Il Sole 16.4.16
Il fragore dei populismi
di Adriana Cerretelli
Il
presidente della Repubblica l’aveva detto solennemente davanti
all'emiciclo di Strasburgo il 25 novembre scorso: «Di fronte alle
fortissime pressioni migratorie e alle minacce del terrorismo, ci si
interroga se chiudere le frontiere, ponendo in discussione alcuni valori
europei, a partire dalla libera circolazione delle persone».
«Io
credo – aveva continuato - che dobbiamo affrontare queste sfide alla
luce dei valori per i quali dichiariamo di combattere, valori senza
tempo come democrazia, tolleranza e accoglienza, unità, solidarietà e
coesione, che sono stati e devono restare le fondamenta e il cemento
armato della costruzione europea».
Sono passati cinque mesi da
quell’intervento sommesso nei toni ma appassionato nei contenuti di
Sergio Matterella e del suo europeismo lucido e convinto.

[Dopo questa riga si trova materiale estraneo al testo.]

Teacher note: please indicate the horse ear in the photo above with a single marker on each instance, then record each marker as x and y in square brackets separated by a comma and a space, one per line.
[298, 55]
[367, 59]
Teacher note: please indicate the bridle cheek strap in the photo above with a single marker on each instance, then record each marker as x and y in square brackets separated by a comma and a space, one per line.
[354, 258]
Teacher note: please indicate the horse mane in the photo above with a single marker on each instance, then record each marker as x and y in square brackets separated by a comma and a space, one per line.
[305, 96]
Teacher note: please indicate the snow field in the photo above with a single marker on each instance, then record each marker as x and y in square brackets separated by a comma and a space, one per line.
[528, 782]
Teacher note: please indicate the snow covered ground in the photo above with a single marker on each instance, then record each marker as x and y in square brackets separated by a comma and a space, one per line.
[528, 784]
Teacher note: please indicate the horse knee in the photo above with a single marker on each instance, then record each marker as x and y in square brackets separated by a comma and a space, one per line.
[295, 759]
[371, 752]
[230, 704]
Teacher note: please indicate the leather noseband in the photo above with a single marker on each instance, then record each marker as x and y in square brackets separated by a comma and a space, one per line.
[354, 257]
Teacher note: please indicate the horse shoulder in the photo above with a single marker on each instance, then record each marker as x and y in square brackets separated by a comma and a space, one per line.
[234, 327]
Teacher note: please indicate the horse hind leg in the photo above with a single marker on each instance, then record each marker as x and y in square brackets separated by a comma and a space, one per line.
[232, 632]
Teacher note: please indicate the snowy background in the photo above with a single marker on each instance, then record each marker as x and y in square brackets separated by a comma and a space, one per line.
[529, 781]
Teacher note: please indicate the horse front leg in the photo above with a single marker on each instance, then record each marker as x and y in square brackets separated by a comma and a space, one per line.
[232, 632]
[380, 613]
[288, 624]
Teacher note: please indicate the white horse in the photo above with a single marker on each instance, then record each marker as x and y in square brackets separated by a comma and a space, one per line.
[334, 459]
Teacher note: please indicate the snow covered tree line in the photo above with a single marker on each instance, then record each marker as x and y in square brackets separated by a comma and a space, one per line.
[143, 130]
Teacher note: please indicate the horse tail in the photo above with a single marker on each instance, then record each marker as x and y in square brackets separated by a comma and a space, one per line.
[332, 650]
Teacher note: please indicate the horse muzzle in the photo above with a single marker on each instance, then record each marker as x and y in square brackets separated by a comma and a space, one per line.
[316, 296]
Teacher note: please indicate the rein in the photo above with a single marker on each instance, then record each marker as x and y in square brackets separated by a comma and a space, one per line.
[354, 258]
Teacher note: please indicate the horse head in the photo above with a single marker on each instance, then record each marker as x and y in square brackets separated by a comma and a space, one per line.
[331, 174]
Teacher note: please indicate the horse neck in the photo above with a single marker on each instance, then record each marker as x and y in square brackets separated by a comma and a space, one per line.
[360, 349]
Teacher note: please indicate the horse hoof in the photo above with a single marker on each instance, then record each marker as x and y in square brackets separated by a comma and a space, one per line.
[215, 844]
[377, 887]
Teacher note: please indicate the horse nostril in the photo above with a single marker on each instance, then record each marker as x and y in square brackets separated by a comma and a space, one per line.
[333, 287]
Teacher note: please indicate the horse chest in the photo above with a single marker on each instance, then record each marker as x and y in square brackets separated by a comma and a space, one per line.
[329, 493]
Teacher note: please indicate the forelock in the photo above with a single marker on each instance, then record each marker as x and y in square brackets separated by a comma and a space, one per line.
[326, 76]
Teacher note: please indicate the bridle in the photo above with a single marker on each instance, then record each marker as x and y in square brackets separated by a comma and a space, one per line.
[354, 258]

Nel frattempo
però, invece di retrocedere, le divisioni intra-europee sono aumentate, i
muri dentro e fuori dall’Unione si sono moltiplicati, nazionalismi ed
egoismi sembrano ogni giorni di più farla da padrone in un’Europa
apparentemente incapace di ritrovare il filo di Arianna nel labirinto
della propria miopia esistenziale.
Ultimo episodio di una serie
esecrabile, il muro del Brennero, l’ansia dell’Austria di erigere una
barriera al confine con l’Italia, dopo aver sigillato la rotta dei
Balcani per impedire ai disperati in fuga dalla guerra civile siriana di
chiedere e trovare asilo in Europa. Meglio, nel Nord Europa.
Le
tensioni diplomatiche tra Roma e Vienna in questi giorni sono forti in
attesa, si spera, che la Commissione Ue risolva il contenzioso
limitandosi semplicemente a pretendere e ottenere che l’Austria applichi
le regole di Schengen. Le quali prevedono il ripristino temporaneo dei
controlli alle frontiere solo di fronte a emergenze reali, non
semplicemente paventate. In breve, i muri preventivi non sono
contemplati dal codice di comportamento comunitario.
Nel pieno
dell’ennesima brutta crisi intra-europea, che coinvolge in prima persona
il nostro paese, Sergio Matterella ieri ha rotto il silenzio lanciando
un nuovo richiamo alla ragione europea, che è quella dell’interesse
generale nel quale far confluire le vari ragioni nazionali, oggi in
piena anarchia.
«Le risposte che alcuni paesi cercano di dare su
base individuale sono spesso inadeguate e miopi. Le soluzioni durature
possono nascere solo da un esame obiettivo delle cause alla base del
fenomeno e devono trovare un solido ancoraggio nei principi e nel valori
europei».
Ancora una volta, dunque, il presidente della
Repubblica ribadisce che, qualunque sia la crisi e la sua gravità,
l’Europa non è il problema ma la sola soluzione possibile. E tale deve
essere per tutti i suoi paesi membri. Peccato che per ora tutti gli
appelli alla logica e al buon senso, tutti i richiami degli europeisti
di buona volontà sembrino destinati a perdersi nel fragore dei populismi
e degli estremismi di ogni segno e colore.